Help Disabled Members Participate at Special Meetings
If a hearing-impaired member in your community asks for a sign language interpreter to be present at a special meeting or at an annual meeting as a reasonable accommodation, be sure to provide one. Without a sign language interpreter, the disabled member may not be able to participate in any meaningful way at the meeting. As a result, your refusal to provide an interpreter could lead a hearing-impaired member to claim that you discriminated against him based on his disability.

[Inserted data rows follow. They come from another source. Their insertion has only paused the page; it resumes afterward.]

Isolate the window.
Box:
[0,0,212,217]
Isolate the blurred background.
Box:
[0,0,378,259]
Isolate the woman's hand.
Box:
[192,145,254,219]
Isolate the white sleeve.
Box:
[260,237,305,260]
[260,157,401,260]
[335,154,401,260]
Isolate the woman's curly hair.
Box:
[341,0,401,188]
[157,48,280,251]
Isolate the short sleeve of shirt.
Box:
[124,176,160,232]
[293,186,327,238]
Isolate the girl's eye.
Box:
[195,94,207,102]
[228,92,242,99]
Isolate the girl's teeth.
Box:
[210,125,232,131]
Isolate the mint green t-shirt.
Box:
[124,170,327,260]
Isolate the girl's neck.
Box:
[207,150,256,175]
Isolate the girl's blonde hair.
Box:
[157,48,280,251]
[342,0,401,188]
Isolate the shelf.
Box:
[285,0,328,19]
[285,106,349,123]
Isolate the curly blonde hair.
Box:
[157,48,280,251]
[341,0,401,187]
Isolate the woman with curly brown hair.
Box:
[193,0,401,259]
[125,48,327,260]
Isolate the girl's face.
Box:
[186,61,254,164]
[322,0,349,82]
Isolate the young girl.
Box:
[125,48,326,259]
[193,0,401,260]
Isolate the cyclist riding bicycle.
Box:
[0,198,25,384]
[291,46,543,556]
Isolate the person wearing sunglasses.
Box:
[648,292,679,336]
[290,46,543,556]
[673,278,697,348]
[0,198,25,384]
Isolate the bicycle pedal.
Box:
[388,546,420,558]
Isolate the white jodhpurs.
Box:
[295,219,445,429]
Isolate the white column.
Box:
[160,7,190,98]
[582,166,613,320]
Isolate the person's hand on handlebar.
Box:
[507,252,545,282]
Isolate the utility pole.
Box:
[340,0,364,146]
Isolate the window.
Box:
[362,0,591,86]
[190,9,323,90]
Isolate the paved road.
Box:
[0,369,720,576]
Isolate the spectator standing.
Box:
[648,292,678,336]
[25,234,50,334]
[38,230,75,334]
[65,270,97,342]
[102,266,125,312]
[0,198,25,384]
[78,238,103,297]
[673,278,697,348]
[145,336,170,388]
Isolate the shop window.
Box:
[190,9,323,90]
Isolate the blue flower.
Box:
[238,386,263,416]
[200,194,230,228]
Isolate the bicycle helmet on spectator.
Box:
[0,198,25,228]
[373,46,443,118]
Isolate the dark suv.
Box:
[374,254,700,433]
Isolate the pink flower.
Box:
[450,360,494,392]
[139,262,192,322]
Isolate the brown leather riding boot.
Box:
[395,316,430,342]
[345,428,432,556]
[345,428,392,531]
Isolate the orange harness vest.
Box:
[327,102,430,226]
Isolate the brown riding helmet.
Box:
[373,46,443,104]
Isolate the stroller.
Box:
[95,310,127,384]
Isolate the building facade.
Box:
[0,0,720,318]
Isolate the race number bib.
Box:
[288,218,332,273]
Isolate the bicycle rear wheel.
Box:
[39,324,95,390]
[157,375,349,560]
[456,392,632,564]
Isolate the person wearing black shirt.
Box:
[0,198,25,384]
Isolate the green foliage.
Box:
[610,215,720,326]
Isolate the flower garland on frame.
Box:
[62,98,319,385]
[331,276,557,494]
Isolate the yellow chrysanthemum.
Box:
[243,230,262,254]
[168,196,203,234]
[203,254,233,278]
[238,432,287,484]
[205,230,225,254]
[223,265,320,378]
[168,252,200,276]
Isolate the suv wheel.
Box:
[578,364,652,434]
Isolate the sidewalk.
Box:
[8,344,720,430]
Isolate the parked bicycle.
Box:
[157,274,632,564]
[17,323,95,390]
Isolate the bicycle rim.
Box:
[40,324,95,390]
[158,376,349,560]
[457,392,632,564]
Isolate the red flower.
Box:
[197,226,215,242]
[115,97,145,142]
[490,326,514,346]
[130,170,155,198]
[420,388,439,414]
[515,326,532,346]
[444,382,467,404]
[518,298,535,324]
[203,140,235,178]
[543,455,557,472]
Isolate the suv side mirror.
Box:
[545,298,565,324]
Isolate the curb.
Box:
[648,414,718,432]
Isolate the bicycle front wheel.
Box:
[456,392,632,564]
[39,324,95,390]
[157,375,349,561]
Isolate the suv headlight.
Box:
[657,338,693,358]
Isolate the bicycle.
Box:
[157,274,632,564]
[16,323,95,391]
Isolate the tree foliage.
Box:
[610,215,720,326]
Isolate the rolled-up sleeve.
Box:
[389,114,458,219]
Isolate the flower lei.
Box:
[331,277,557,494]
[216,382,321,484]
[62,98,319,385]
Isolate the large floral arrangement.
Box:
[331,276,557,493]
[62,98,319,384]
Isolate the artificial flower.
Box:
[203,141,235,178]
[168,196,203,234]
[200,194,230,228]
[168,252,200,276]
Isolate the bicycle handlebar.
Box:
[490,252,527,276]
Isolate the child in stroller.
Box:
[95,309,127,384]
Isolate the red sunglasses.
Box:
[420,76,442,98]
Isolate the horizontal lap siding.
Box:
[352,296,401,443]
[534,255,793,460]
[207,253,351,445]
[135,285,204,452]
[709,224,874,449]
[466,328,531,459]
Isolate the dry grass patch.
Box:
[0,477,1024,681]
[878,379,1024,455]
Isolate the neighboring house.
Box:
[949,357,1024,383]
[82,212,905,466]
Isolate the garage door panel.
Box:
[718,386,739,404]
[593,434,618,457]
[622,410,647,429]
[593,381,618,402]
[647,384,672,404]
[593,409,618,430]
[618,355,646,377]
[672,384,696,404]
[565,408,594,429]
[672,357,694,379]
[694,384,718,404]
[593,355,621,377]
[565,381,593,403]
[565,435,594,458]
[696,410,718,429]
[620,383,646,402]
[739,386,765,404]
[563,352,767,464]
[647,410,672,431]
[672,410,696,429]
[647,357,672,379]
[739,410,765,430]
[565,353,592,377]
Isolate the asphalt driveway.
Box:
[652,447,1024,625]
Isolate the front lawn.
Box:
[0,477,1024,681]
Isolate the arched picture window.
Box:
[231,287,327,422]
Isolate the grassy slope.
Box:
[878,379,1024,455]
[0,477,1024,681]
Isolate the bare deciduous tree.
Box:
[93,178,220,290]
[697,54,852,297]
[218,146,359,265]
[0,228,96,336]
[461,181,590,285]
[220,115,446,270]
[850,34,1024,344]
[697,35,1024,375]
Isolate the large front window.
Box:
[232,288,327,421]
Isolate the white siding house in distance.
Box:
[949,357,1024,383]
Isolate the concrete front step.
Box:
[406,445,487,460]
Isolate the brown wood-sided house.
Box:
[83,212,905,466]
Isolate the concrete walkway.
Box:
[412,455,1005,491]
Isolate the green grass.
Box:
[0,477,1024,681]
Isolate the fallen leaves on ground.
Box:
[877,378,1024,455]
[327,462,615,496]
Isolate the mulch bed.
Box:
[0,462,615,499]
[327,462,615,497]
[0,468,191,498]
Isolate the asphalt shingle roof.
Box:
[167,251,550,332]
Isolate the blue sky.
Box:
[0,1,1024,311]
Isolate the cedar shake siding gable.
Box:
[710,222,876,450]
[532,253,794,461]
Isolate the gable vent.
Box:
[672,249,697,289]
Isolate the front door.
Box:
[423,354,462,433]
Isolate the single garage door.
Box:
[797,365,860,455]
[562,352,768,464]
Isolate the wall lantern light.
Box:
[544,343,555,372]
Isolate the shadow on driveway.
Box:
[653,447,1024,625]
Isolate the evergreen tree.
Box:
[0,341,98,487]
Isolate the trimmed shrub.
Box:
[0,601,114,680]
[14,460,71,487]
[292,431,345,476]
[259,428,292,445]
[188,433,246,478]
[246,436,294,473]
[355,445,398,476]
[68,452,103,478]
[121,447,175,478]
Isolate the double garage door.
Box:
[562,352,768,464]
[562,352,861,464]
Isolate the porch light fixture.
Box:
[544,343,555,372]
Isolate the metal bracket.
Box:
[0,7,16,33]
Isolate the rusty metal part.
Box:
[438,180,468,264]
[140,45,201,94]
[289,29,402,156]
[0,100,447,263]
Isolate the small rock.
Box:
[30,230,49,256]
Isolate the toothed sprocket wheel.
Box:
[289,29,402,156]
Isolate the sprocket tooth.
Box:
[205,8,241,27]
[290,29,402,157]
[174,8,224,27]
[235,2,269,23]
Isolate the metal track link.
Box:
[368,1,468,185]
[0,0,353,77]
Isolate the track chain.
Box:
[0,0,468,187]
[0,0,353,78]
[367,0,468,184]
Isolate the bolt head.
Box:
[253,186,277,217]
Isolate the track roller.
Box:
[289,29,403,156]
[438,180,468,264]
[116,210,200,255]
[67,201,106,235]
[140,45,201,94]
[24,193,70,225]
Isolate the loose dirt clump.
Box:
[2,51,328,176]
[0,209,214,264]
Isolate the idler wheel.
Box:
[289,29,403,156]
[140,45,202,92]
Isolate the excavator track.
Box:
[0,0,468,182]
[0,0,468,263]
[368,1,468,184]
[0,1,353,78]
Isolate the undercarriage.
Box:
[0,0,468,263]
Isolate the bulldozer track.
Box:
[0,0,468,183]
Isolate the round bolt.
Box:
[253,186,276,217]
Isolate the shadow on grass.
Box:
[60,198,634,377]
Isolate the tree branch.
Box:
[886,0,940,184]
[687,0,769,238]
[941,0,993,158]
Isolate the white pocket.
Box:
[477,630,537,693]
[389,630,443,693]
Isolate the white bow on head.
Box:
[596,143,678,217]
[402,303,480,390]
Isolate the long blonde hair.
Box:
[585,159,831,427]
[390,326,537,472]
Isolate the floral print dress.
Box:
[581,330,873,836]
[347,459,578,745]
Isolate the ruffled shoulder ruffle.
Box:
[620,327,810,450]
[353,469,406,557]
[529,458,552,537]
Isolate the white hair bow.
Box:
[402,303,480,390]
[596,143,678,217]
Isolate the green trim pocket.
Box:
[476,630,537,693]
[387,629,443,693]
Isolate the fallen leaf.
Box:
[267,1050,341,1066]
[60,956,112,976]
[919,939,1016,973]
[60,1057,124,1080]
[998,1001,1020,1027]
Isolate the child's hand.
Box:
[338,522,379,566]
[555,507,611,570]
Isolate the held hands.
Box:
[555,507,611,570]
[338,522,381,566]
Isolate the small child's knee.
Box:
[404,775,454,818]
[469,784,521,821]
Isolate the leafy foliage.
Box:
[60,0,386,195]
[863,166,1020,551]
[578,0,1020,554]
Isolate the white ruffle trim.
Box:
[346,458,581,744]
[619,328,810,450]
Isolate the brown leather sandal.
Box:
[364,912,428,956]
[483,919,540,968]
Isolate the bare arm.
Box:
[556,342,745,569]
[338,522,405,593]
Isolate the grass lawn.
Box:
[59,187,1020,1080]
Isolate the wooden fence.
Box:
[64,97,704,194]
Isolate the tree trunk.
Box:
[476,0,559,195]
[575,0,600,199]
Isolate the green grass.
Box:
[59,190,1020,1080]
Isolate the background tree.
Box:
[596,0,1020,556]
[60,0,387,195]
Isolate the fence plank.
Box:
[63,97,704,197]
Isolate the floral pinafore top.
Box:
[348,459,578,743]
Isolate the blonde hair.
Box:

Under the federal Fair Housing Act (FHA), an association must reasonably accommodate disabled members. This may mean adjusting rules, procedures, or services, to give disabled members an equal opportunity to use and enjoy a home or common space. Therefore, when a disabled member asks you to provide a sign language interpreter at association meetings, treat it as a request for a reasonable accommodation and bear in mind the following:
Association pays. Under the FHA, reasonable accommodations—such as sign language interpreters—are made at the expense of the association.
No undue financial or administrative burden. Once a disabled member asks for an accommodation, you must comply with the request unless doing so would be an undue financial or administrative burden. With this in mind, it may be prudent to set up a policy requiring the hearing-impaired member to provide advance notice to the association that he will be in attendance at a special meeting or an annual meeting.